Material-informed Gaussian Splatting for 3D World Reconstruction in a Digital Twin

TL;DR

This paper introduces a camera-only 3D scene reconstruction method using Gaussian Splatting and semantic material masks, achieving photorealistic results with physics-based material properties for digital twin applications.

Contribution

It presents a novel camera-only pipeline that reconstructs scenes with Gaussian Splatting, extracts semantic materials, and assigns physics-based properties, eliminating the need for complex LiDAR-camera calibration.

Findings

Achieves sensor simulation fidelity comparable to LiDAR-camera fusion.

Eliminates hardware complexity and calibration requirements.
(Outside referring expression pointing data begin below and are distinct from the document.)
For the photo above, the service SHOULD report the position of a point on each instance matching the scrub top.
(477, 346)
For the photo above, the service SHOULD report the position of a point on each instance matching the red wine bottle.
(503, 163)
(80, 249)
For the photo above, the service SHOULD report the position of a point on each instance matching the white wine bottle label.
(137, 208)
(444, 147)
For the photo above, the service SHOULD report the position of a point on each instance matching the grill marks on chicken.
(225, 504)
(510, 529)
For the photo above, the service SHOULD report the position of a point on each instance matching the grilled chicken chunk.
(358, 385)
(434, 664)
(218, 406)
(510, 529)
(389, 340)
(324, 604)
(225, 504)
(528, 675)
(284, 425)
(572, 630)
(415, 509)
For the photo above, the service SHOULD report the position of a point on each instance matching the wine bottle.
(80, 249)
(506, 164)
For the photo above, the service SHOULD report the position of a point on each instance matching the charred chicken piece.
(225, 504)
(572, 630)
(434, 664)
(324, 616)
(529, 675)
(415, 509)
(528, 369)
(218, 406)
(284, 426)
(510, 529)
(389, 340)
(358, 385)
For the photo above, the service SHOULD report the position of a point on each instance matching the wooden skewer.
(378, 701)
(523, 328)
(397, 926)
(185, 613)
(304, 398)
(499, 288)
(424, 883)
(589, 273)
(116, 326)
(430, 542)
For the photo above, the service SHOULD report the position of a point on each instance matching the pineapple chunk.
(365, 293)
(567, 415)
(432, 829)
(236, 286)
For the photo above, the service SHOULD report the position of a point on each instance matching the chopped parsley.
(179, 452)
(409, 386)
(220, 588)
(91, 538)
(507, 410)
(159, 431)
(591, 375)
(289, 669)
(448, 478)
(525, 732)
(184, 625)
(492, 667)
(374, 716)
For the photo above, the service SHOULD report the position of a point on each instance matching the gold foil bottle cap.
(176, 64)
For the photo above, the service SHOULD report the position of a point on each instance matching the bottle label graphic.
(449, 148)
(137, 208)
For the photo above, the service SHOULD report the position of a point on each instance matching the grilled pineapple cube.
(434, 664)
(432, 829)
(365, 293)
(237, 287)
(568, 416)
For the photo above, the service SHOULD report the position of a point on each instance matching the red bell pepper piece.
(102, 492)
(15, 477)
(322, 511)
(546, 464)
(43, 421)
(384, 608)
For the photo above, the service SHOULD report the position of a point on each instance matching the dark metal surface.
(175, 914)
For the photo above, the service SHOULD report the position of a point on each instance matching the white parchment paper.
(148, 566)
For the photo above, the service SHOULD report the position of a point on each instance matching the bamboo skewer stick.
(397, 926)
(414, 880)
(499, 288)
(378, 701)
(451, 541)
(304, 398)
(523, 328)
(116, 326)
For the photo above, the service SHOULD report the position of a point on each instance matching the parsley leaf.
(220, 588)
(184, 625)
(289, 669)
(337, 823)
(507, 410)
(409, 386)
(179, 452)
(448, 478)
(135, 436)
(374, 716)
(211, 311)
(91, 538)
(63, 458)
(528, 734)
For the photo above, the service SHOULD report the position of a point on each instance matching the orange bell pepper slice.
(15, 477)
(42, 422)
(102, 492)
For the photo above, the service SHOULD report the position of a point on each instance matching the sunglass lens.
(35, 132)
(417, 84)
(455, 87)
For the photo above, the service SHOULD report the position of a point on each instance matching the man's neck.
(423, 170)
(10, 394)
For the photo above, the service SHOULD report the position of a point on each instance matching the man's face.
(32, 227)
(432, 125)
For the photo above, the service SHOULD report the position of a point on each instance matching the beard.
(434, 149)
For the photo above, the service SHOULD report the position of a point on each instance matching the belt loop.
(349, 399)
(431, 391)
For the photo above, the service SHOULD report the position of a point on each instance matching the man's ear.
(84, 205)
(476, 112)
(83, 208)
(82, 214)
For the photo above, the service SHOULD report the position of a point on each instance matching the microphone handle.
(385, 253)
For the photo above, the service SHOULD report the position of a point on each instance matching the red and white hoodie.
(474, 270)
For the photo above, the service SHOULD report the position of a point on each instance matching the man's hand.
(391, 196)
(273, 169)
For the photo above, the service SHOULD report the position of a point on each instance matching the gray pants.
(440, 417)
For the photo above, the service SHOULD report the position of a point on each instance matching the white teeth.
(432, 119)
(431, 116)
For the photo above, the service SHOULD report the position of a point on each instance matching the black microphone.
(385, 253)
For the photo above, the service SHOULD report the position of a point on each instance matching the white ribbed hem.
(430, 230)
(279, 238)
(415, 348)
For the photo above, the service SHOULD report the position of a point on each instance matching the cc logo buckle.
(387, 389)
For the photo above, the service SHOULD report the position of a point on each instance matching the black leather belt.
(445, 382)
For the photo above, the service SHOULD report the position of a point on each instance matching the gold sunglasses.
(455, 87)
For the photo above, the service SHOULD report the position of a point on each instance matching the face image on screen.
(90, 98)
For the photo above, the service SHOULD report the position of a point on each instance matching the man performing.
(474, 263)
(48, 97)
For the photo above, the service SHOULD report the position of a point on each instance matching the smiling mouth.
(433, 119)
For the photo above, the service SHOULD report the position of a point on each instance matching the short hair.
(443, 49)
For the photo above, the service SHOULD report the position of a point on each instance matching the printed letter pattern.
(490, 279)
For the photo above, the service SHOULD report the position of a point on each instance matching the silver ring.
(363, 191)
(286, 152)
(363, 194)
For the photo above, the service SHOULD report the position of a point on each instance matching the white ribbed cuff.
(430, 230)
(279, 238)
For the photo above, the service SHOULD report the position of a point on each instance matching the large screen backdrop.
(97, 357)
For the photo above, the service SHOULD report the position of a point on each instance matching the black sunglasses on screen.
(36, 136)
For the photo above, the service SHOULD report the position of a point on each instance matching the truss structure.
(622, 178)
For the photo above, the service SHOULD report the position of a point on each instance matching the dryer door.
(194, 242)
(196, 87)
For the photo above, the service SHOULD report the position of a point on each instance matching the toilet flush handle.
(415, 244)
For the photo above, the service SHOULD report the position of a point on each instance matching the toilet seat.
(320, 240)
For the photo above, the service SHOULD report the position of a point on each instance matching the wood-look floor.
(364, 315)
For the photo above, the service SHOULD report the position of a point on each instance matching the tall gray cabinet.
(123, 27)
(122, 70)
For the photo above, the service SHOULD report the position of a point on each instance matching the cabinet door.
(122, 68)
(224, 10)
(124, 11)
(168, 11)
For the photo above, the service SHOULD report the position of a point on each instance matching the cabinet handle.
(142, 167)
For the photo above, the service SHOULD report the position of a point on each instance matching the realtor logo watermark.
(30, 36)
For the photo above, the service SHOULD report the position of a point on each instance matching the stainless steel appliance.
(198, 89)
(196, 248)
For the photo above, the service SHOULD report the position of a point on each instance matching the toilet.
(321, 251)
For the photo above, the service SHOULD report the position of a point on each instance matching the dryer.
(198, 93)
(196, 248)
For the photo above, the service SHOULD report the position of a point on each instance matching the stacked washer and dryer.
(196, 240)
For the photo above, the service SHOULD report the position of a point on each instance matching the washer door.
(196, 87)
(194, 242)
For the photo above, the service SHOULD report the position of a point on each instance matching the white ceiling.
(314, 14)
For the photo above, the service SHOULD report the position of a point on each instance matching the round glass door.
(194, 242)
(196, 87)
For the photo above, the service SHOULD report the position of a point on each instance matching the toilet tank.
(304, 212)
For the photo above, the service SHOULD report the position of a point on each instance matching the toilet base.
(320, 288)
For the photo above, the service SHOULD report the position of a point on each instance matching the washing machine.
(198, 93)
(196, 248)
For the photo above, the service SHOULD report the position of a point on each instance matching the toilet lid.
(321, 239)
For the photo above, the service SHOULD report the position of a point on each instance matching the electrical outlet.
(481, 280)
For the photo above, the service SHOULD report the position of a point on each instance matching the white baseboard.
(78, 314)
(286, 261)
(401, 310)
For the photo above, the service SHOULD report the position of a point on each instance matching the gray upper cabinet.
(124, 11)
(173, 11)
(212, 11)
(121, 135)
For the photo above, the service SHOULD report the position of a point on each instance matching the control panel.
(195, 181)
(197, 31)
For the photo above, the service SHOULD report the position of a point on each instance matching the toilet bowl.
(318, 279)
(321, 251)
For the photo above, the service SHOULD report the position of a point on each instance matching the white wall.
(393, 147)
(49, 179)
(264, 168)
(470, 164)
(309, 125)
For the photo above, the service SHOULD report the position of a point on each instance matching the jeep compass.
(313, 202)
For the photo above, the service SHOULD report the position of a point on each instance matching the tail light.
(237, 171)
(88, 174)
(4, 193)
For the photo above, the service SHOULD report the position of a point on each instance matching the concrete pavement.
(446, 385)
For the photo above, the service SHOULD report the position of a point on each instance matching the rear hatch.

Validates method using real-world dataset with LiDAR as ground truth.

Abstract

3D reconstruction for Digital Twins often relies on LiDAR-based methods, which provide accurate geometry but lack the semantics and textures naturally captured by cameras. Traditional LiDAR-camera fusion approaches require complex calibration and still struggle with certain materials like glass, which are visible in images but poorly represented in point clouds. We propose a camera-only pipeline that reconstructs scenes using 3D Gaussian Splatting from multi-view images, extracts semantic material masks via vision models, converts Gaussian representations to mesh surfaces with projected material labels, and assigns physics-based material properties for accurate sensor simulation in modern graphics engines and simulators. This approach combines photorealistic reconstruction with physics-based material assignment, providing sensor simulation fidelity comparable to LiDAR-camera fusion while eliminating hardware complexity and calibration requirements. We validate our camera-only method using an internal dataset from an instrumented test vehicle, leveraging LiDAR as ground truth for reflectivity validation alongside image similarity metrics.